The resolution of the ongoing Norwegian Orca ID-project greatly depends on the photographic effort. Indeed, the greater the amount of available photographs, the greater number of identified individuals. Because Norwegian Orca Survey cannot cover the entire Norwegian coastline and cannot be in the field at all times, we need and appreciate your help.

 

By sharing photographs from your encounter with killer whales, you become an observer and a citizen-scientist in this long-term project. Your photographs will 

be cropped to emphasise the dorsal fin area and will not be used for any other purposes. The record of individuals identified from your pictures will be added to the sighting database and your full name will be acknowledged as a contributor on this webpage.

If you wish to dedicate time photographing killer whales, check our guidelines below for guidance on camera settings and specific features you may want to photograph for ID-purposes. 

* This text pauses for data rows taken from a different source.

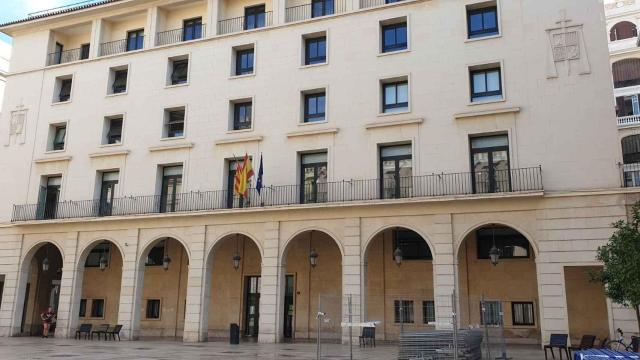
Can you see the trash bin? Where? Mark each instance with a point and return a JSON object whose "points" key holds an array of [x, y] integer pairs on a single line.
{"points": [[234, 334]]}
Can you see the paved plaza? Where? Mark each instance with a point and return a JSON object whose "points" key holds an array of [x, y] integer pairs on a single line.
{"points": [[36, 348]]}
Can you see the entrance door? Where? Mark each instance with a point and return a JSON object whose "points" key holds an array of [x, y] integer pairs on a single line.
{"points": [[289, 306], [252, 305]]}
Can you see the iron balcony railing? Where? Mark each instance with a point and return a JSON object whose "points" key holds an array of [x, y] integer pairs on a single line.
{"points": [[314, 10], [426, 186], [179, 35], [120, 46], [244, 23], [63, 57]]}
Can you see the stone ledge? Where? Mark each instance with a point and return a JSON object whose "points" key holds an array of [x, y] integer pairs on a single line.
{"points": [[389, 123], [486, 113]]}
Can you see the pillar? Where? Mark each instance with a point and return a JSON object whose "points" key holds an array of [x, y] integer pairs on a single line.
{"points": [[272, 288], [351, 278], [67, 285], [194, 329]]}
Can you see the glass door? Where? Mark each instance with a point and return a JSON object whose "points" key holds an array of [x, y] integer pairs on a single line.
{"points": [[490, 164], [252, 305]]}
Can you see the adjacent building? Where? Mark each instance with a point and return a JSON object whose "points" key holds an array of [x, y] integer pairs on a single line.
{"points": [[397, 148]]}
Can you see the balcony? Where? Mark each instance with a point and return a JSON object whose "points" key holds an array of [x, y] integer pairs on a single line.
{"points": [[179, 35], [389, 189], [244, 23], [315, 9], [633, 120]]}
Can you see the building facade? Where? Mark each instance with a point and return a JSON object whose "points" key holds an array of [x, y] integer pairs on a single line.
{"points": [[396, 146]]}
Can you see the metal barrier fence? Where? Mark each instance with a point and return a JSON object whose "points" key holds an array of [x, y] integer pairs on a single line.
{"points": [[513, 180]]}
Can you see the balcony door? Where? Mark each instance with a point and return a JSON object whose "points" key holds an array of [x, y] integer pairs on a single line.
{"points": [[490, 164], [107, 192], [254, 17], [396, 172], [313, 178], [171, 188]]}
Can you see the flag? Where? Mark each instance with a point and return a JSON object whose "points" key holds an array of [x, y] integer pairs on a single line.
{"points": [[260, 173]]}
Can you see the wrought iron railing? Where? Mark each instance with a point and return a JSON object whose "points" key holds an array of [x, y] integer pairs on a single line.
{"points": [[119, 46], [305, 12], [426, 186], [238, 24], [63, 57], [179, 35]]}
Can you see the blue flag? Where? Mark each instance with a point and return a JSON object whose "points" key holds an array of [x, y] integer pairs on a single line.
{"points": [[259, 182]]}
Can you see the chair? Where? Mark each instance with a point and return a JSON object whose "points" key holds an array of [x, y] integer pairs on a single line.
{"points": [[115, 331], [587, 342], [368, 336], [558, 341], [83, 329], [100, 329]]}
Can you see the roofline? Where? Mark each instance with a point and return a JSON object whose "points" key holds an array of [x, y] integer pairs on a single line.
{"points": [[57, 12]]}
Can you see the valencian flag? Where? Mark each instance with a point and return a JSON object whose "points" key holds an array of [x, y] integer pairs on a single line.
{"points": [[244, 173], [260, 173]]}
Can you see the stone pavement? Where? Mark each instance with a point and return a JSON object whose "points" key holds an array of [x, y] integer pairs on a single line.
{"points": [[37, 348]]}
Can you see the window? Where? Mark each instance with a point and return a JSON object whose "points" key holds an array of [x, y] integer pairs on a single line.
{"points": [[119, 85], [254, 17], [99, 251], [395, 97], [313, 178], [97, 308], [523, 314], [65, 90], [135, 40], [180, 71], [107, 192], [84, 51], [510, 243], [413, 246], [244, 62], [403, 311], [321, 8], [486, 85], [394, 37], [396, 172], [428, 312], [114, 130], [623, 30], [156, 254], [174, 123], [490, 164], [192, 29], [242, 115], [482, 22], [59, 137], [83, 308], [315, 50], [314, 107], [490, 313], [171, 188], [153, 309]]}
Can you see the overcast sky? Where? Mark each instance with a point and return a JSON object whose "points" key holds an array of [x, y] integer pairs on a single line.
{"points": [[19, 9]]}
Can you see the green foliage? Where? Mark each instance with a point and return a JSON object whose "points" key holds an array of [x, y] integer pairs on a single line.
{"points": [[621, 259]]}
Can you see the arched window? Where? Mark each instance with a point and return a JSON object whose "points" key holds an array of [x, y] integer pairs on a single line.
{"points": [[626, 73], [631, 149], [623, 30]]}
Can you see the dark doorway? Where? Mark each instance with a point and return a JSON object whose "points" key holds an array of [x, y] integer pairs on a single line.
{"points": [[252, 305]]}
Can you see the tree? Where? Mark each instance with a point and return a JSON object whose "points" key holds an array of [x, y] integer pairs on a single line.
{"points": [[621, 259]]}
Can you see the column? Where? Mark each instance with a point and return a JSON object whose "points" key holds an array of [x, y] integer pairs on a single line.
{"points": [[351, 278], [195, 313], [67, 284], [10, 248], [444, 270], [272, 288], [129, 308]]}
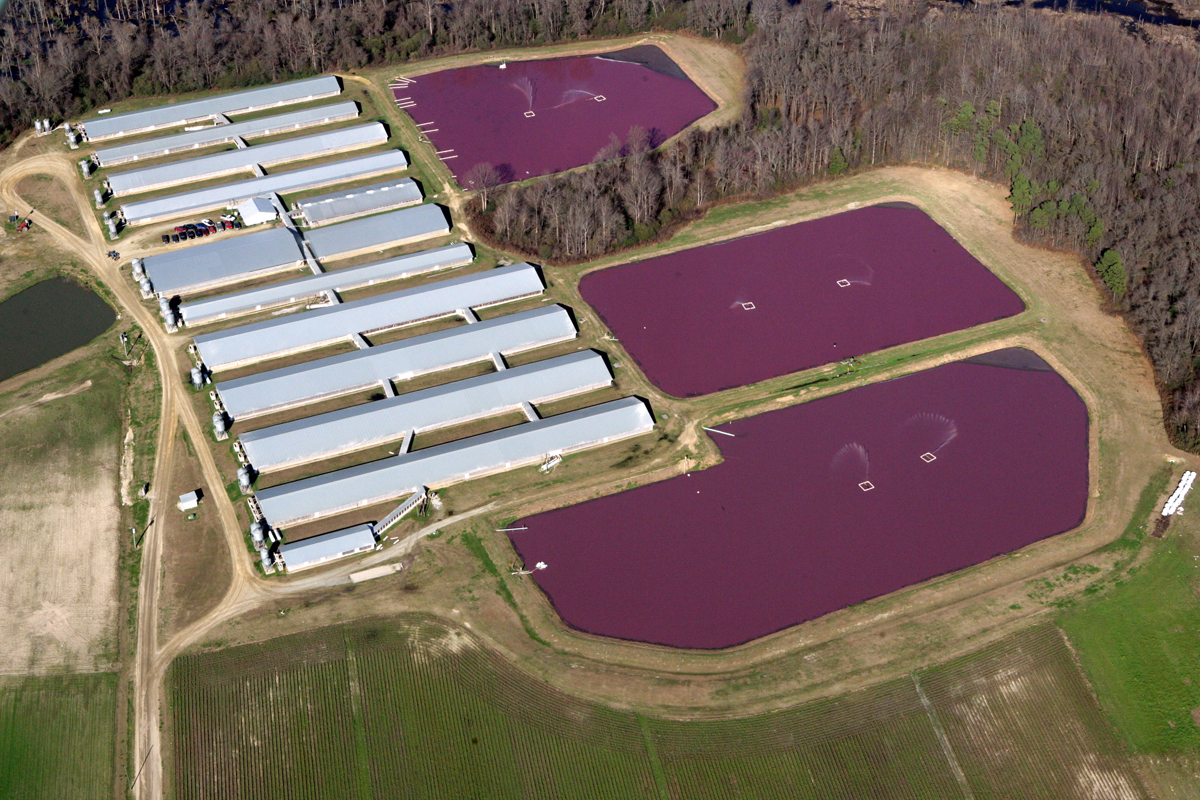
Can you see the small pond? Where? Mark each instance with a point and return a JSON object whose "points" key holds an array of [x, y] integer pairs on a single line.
{"points": [[47, 320]]}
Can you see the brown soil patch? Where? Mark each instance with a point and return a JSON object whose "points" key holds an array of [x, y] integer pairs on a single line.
{"points": [[51, 197], [59, 525], [196, 558], [855, 647]]}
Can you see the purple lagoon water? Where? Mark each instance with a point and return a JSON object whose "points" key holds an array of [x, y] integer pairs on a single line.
{"points": [[825, 505], [743, 311], [534, 118]]}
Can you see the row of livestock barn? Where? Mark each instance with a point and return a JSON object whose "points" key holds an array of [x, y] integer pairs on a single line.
{"points": [[321, 336]]}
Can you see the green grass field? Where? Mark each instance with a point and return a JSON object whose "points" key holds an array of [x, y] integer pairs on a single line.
{"points": [[409, 708], [57, 737], [1140, 647]]}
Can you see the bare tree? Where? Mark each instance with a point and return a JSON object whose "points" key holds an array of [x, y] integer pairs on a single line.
{"points": [[483, 179]]}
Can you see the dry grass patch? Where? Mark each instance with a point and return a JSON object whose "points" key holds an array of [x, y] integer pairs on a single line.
{"points": [[59, 528]]}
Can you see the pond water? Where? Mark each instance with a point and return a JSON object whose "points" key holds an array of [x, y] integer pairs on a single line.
{"points": [[793, 298], [533, 118], [47, 320], [823, 505]]}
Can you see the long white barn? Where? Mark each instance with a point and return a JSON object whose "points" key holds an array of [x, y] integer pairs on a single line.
{"points": [[487, 453]]}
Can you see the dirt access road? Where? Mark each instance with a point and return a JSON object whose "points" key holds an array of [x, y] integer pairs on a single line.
{"points": [[149, 665], [972, 211]]}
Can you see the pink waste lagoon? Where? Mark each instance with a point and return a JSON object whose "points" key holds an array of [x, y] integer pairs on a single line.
{"points": [[825, 505], [793, 298], [533, 118]]}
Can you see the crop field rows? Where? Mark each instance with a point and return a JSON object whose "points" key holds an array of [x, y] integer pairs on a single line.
{"points": [[414, 709], [71, 758], [1021, 714]]}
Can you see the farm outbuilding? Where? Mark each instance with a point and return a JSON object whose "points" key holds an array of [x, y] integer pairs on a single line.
{"points": [[215, 134], [231, 194], [487, 453], [285, 336], [244, 160], [327, 547], [222, 262], [359, 427], [257, 211], [359, 200], [207, 108], [307, 383], [312, 286], [377, 233]]}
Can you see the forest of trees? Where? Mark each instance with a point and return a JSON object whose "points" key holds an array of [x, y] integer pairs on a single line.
{"points": [[1092, 125], [1095, 128]]}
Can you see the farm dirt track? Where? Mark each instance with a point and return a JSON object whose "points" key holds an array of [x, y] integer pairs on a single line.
{"points": [[845, 650], [879, 639]]}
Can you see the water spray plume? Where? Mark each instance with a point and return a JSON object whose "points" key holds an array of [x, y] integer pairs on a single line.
{"points": [[526, 88], [933, 431], [853, 456], [573, 95]]}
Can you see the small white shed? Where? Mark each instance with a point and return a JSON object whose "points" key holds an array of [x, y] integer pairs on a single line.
{"points": [[189, 501], [257, 210]]}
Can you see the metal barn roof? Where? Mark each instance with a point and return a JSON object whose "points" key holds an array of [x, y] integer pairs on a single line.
{"points": [[174, 114], [311, 286], [457, 461], [378, 232], [313, 329], [227, 194], [223, 133], [341, 374], [214, 263], [364, 426], [327, 547], [149, 179], [359, 200]]}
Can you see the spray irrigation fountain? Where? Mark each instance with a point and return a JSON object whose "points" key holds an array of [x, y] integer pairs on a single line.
{"points": [[526, 86], [780, 531]]}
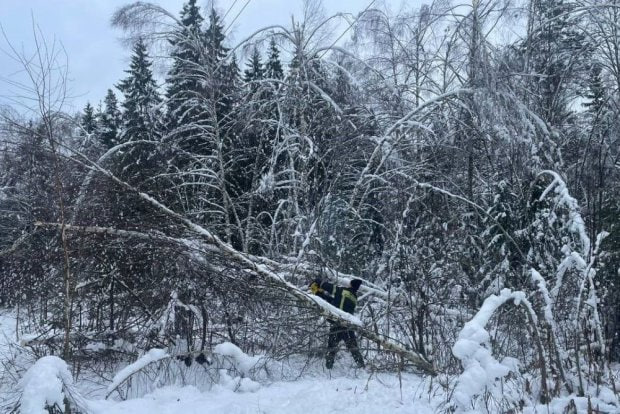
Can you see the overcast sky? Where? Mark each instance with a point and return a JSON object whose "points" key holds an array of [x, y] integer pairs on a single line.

Guidelines to ID-photograph killer whales

The following guidelines will assist observers in taking quality photographs that can be used for identification purposes. In short, photo-identification consists in photographing killer whales that will be identified at the individual level. To do so, high resolution photographs of the dorsal fin, saddle patch and eye patch are required. It is observable features such as nicks in the dorsal fin, along with pigmentation and scarring patterns of the saddle patch, that will be used for identification of individuals. The eye-patch can also greatly assist in identifying individuals whenever photographs of the dorsal fin area are of poor quality or not available. 

 

I- Gears and settings

A digital SLR camera body, a telephoto zoom and a memory card are required to ID-photograph the whales, provided that you are familiar with the following basic, but crucial, settings.

 

   1- Shutter speed

On their digital SLR camera, we recommend observers to use the 'Shutter priority' mode to photograph whales. Ideally, a minimum shutter speed of 1/800s should be set in order to freeze the whale in motion. If light conditions are good enough, it is possible to increase the shutter speed even more. Shooting with too low shutter speeds would lead to motion blur.

 

   2- Aperture

When shooting under the 'Shutter priority' mode, the camera adjusts the aperture automatically, based on available light and to fulfill the input speed settings. During the winter months in Arctic Norway, and because the sun remains below the horizon, only poor light is available for a couple of hours a day. These conditions constitute a real challenge for photographing dark moving subjects such as whales. Therefore, shooting with a f/2.8 telephoto zoom, which transfers much more light than regular lenses, is recommended. 

 

   3- ISO

ISO setting is used to compensate poor light conditions. However, it is worth remembering that increasing ISO also increases noise on photographs, resulting in killer whales' features becoming undistinguishable. Most camera bodies can handle ISO values up to 640 to 800, with full frame cameras being better at handling high ISO. We advice photographers to test the limits of their camera in various light conditions beforehand. We also do not recommend using the automatic ISO setting, which can potentially lead to wrong choices and ruin photographs.  

 

 

II- What should be photographed?

The body parts of interest for photo-identification of individual whales are the dorsal fin, the saddle patch and the eye-patch. All these elements will be used for building the complete ID of each whale. To be certain of what eye-patch belongs to whom, photographs should be taken as a continuous series (as shown below), enabling for linking both dorsal fin+saddle patch and eye patch.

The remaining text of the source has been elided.